The Bank of England announced on Monday that Mark Carney, the governor of the Bank of Canada, would become the new head of the Bank of England, indicating a shift in the expectations of central bankers.

Carney is set to take over for Mervyn King in June when King’s term is up. He will move from managing a $1.75 trillion economy to a $2.4 trillion economy, OregonLive reports.

Following the financial crisis, central bankers in each of the major Western economies have come out with greater expectations that they will be able to reduce and eliminate risks to the global financial system.

Central banks also have new powers that may allow them to better monitor and detect issues in the world economies. The Federal Reserve gained further oversight authority under the 2010 Dodd-Frank Act, and the European Central Bank is on its way to becoming European banks’ chief regulator. The Bank of England will also merge with the U.K.’s Financial Services Authority to oversee Britain’s financial markets, according to OregonLive.

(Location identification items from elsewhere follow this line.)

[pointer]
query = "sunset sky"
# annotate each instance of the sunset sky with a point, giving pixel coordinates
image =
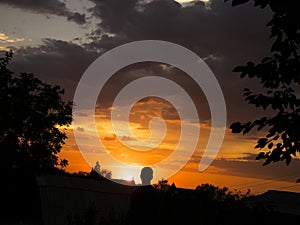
(57, 40)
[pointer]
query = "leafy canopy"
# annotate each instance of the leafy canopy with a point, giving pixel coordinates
(279, 76)
(31, 115)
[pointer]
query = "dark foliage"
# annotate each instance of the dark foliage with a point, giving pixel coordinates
(30, 116)
(279, 76)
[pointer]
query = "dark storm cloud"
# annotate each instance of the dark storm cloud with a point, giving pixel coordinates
(54, 61)
(54, 7)
(223, 35)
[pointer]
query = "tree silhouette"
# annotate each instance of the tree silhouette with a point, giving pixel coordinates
(31, 115)
(279, 77)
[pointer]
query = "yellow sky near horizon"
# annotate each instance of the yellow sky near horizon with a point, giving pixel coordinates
(233, 148)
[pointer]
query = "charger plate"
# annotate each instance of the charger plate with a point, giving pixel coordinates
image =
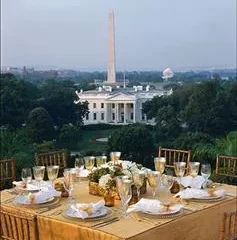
(103, 213)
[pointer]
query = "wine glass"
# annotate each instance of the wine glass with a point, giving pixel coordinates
(206, 171)
(164, 189)
(125, 193)
(39, 174)
(115, 156)
(79, 164)
(100, 160)
(89, 162)
(193, 168)
(153, 180)
(52, 172)
(68, 180)
(179, 168)
(138, 179)
(26, 176)
(160, 164)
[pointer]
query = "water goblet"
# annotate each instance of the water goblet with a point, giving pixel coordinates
(125, 193)
(160, 164)
(193, 168)
(115, 156)
(164, 189)
(179, 168)
(89, 162)
(39, 174)
(52, 172)
(153, 178)
(79, 164)
(206, 171)
(100, 160)
(138, 179)
(26, 175)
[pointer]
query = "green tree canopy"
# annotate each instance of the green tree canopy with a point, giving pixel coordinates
(134, 141)
(41, 124)
(18, 98)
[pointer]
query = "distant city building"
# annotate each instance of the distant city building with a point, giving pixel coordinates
(113, 102)
(167, 73)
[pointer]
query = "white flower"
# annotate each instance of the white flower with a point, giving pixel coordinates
(104, 180)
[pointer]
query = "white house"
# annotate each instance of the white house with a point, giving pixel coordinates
(118, 106)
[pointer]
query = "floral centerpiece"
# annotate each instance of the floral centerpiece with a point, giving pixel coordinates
(102, 180)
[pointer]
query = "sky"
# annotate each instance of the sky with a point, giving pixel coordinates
(150, 34)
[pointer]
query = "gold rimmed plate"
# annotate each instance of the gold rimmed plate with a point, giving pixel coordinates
(98, 215)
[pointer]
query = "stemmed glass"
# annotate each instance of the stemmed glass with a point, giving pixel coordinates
(206, 171)
(52, 172)
(115, 156)
(193, 168)
(165, 185)
(160, 164)
(79, 164)
(138, 179)
(125, 192)
(179, 168)
(26, 176)
(39, 174)
(68, 180)
(89, 162)
(100, 160)
(153, 180)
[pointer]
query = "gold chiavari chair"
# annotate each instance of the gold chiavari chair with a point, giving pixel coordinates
(228, 229)
(7, 171)
(226, 166)
(174, 155)
(52, 158)
(17, 225)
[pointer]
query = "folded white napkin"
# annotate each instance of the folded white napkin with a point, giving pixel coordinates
(198, 193)
(146, 205)
(84, 210)
(44, 194)
(29, 187)
(84, 173)
(193, 182)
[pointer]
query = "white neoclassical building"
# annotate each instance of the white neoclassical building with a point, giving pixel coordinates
(118, 106)
(112, 104)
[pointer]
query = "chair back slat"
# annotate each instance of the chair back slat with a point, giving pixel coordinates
(228, 229)
(226, 166)
(174, 155)
(52, 158)
(17, 225)
(7, 170)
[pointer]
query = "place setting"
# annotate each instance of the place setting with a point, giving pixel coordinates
(194, 187)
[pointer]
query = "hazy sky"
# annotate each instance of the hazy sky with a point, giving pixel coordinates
(150, 34)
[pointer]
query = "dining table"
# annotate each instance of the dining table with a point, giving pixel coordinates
(198, 220)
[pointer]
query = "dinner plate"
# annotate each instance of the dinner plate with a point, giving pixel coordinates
(73, 214)
(172, 210)
(24, 200)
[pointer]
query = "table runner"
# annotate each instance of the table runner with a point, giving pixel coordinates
(201, 221)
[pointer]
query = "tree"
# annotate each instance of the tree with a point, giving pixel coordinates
(18, 97)
(41, 124)
(134, 141)
(58, 100)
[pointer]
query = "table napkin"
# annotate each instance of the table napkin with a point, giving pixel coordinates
(146, 205)
(44, 194)
(84, 173)
(193, 182)
(84, 210)
(198, 193)
(21, 184)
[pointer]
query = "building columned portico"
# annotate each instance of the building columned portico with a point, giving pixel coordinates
(117, 106)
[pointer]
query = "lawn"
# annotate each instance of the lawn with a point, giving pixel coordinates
(88, 142)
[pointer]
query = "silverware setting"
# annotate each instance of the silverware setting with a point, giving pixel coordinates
(106, 222)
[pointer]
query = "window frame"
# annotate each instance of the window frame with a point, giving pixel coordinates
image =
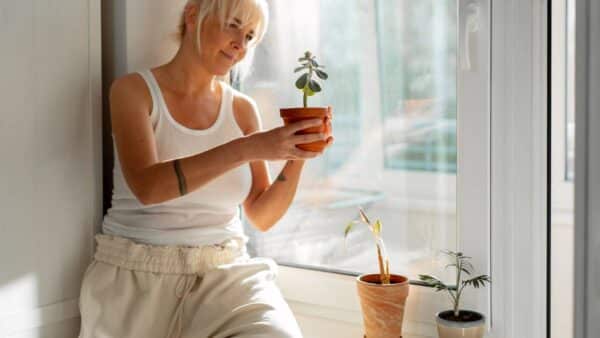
(516, 188)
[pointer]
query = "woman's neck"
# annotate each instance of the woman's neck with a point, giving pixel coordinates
(188, 76)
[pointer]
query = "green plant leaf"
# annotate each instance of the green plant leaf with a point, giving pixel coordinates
(301, 82)
(478, 281)
(321, 74)
(299, 69)
(308, 91)
(433, 282)
(363, 216)
(314, 86)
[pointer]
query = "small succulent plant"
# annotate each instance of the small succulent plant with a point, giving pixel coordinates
(382, 257)
(461, 263)
(306, 82)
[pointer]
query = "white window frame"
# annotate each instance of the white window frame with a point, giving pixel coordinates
(517, 221)
(562, 101)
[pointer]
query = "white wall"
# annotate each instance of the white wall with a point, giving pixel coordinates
(50, 161)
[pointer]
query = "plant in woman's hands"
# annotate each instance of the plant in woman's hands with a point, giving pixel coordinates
(305, 82)
(382, 257)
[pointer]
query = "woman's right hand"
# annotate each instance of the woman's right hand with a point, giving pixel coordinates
(280, 143)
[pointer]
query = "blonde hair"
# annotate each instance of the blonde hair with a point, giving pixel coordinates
(250, 12)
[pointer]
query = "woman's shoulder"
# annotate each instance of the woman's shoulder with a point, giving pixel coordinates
(245, 111)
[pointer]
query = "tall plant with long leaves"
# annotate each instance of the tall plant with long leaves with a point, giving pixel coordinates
(382, 257)
(306, 82)
(462, 265)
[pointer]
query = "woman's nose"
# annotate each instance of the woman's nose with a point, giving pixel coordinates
(239, 43)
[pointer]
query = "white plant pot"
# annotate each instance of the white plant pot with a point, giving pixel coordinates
(464, 329)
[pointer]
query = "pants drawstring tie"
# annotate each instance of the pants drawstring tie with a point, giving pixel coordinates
(182, 290)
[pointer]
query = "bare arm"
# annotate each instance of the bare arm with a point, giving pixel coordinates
(268, 202)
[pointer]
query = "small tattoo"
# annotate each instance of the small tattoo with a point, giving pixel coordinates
(180, 178)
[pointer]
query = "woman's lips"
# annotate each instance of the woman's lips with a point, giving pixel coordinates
(227, 56)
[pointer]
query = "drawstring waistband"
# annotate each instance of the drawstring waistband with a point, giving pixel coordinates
(130, 255)
(189, 262)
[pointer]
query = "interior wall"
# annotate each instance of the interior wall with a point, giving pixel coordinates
(50, 150)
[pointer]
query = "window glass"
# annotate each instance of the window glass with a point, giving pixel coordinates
(392, 87)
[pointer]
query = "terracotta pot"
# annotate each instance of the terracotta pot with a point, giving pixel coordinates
(468, 329)
(291, 115)
(382, 305)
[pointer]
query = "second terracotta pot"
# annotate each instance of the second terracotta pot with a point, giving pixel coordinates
(291, 115)
(382, 305)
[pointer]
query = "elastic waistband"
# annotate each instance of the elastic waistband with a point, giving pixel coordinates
(125, 253)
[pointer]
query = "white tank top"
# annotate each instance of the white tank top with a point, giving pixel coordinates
(209, 215)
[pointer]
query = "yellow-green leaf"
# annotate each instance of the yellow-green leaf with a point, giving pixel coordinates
(377, 228)
(363, 216)
(348, 228)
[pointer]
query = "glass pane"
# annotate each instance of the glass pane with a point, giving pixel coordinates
(392, 86)
(562, 218)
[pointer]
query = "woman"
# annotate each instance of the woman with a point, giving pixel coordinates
(172, 261)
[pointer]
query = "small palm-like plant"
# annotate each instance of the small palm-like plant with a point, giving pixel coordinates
(306, 83)
(382, 257)
(462, 265)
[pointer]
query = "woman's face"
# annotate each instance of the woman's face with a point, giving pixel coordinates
(222, 48)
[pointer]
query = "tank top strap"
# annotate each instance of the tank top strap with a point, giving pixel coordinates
(227, 99)
(154, 93)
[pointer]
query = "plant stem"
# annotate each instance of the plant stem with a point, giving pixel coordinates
(459, 267)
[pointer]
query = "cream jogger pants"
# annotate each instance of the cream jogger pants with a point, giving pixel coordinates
(133, 290)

King played a crucial role in the 1990s reforms in which the Bank of England, which stopped supervising banks in 1997, aimed to bring inflation to two percent. He also taught at MIT and the London School of Economics before becoming the bank’s chief economist through most of the 1990s. King began as the bank’s deputy governor in 1998 and governor in 2003.

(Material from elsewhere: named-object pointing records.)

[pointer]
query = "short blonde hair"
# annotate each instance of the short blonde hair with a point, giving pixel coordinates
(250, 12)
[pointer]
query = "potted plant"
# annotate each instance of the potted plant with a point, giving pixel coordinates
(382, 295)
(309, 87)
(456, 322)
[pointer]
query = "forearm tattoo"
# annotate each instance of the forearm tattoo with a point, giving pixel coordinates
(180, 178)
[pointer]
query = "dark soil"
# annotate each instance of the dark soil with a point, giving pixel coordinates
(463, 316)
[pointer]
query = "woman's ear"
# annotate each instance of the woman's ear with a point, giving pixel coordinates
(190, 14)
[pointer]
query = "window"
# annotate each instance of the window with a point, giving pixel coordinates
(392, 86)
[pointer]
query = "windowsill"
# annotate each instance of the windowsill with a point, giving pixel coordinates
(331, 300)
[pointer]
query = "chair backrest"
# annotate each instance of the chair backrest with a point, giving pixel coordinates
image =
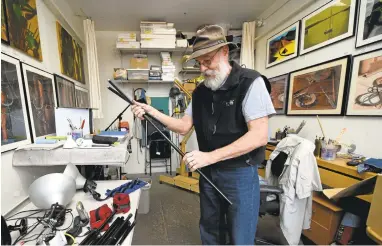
(278, 164)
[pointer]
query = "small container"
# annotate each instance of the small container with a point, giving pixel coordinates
(328, 154)
(77, 133)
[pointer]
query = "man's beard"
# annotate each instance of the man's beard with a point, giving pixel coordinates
(220, 76)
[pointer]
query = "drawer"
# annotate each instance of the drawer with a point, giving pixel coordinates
(318, 234)
(322, 215)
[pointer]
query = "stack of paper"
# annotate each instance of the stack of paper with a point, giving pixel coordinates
(168, 67)
(157, 35)
(128, 40)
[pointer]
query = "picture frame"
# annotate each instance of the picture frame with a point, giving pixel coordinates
(279, 92)
(65, 91)
(40, 95)
(23, 27)
(319, 89)
(82, 97)
(283, 46)
(365, 89)
(318, 30)
(4, 24)
(369, 29)
(15, 130)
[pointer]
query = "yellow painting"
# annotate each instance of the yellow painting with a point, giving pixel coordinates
(23, 27)
(330, 23)
(71, 56)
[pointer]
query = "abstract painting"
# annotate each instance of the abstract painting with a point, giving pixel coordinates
(329, 24)
(23, 27)
(14, 118)
(369, 22)
(65, 92)
(279, 86)
(4, 24)
(365, 93)
(82, 97)
(319, 89)
(71, 56)
(41, 100)
(283, 46)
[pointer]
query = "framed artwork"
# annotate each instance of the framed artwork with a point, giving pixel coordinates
(14, 117)
(4, 24)
(65, 92)
(23, 27)
(279, 92)
(40, 95)
(329, 24)
(283, 46)
(71, 56)
(319, 89)
(82, 97)
(369, 22)
(365, 91)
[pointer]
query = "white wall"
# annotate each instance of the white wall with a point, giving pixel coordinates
(108, 59)
(362, 131)
(15, 181)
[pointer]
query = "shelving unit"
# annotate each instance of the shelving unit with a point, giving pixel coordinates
(178, 50)
(144, 81)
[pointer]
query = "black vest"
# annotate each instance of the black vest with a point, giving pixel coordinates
(218, 117)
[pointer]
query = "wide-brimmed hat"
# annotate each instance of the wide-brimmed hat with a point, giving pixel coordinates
(209, 39)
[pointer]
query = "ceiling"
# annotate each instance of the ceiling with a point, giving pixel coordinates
(125, 15)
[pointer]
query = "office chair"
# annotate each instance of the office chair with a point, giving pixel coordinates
(270, 198)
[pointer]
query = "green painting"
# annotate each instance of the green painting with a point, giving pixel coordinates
(23, 26)
(71, 56)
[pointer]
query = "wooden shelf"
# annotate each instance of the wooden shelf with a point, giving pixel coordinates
(190, 71)
(144, 81)
(179, 50)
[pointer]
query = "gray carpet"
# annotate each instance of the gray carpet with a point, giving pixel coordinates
(174, 218)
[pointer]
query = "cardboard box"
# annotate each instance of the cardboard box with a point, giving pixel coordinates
(139, 63)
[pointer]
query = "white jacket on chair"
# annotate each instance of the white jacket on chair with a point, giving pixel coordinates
(298, 180)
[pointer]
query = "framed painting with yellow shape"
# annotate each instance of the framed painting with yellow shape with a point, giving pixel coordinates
(23, 27)
(283, 46)
(329, 24)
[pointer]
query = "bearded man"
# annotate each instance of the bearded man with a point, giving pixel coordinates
(229, 111)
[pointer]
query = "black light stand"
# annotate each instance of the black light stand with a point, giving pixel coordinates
(149, 118)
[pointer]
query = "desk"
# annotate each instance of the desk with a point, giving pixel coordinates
(113, 156)
(91, 204)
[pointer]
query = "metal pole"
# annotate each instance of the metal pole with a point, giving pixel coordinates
(147, 116)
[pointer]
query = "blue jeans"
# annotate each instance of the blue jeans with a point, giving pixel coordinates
(221, 223)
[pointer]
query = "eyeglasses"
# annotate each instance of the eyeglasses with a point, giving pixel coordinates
(207, 63)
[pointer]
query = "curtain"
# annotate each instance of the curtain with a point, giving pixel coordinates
(247, 55)
(93, 74)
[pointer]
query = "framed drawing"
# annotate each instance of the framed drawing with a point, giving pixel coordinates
(23, 27)
(279, 92)
(369, 22)
(71, 57)
(319, 89)
(365, 92)
(4, 24)
(82, 97)
(40, 95)
(329, 24)
(65, 92)
(14, 117)
(283, 46)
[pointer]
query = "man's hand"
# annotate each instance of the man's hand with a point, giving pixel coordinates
(139, 109)
(197, 159)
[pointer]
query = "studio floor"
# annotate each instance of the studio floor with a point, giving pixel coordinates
(174, 218)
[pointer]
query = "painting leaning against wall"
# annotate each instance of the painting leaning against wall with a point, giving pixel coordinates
(71, 56)
(23, 26)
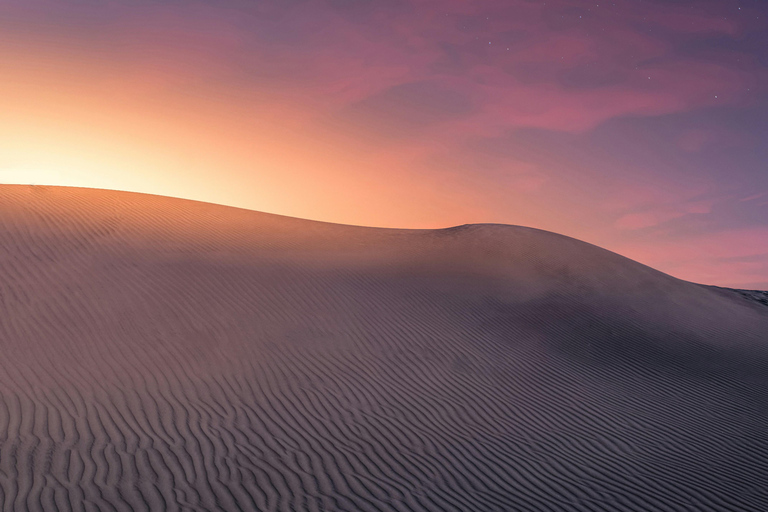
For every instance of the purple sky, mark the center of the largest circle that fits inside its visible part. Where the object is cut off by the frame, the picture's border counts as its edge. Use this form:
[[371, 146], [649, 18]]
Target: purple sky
[[640, 126]]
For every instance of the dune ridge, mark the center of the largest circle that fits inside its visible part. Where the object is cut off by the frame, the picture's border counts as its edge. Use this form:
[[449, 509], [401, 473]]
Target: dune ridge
[[162, 354]]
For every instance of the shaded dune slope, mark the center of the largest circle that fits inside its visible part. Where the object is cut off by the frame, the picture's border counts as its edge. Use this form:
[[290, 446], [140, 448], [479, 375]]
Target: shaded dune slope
[[161, 354]]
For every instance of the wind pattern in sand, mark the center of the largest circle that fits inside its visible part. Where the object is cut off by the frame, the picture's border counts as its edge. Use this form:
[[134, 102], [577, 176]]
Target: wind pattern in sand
[[160, 354]]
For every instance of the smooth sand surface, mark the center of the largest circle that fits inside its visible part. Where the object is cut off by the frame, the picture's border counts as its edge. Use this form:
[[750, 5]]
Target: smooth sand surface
[[162, 354]]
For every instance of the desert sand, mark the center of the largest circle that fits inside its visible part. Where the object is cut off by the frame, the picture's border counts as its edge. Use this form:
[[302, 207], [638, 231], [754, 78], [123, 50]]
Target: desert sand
[[163, 354]]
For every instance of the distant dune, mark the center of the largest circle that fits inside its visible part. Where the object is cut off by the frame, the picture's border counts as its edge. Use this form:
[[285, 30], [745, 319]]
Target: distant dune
[[162, 354]]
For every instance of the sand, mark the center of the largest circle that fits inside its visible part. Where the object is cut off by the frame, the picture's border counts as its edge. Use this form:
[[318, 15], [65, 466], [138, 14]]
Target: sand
[[162, 354]]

Carney, the chairman of Canada’s Financial Stability Board, carried the Canadian economy through the worst financial downturn since the Great Depression, and while banks around the world were collapsing, Canada’s banks remained relatively stable and sound.

Carney has extensive experience in financial markets apart from his time as a central banker. He spent 13 years with Goldman Sachs and has a Ph.D. in economics from Oxford, though he never worked as an academic economist, OregonLive reports.

The decision by the U.K. to bring Carney in as head of the nation’s central bank indicates that Britain is willing to go abroad to find the best talent suited to the position of regulating its financial markets. Additionally, the decision demonstrates that governments have put increased value on the broad experience of their central bankers.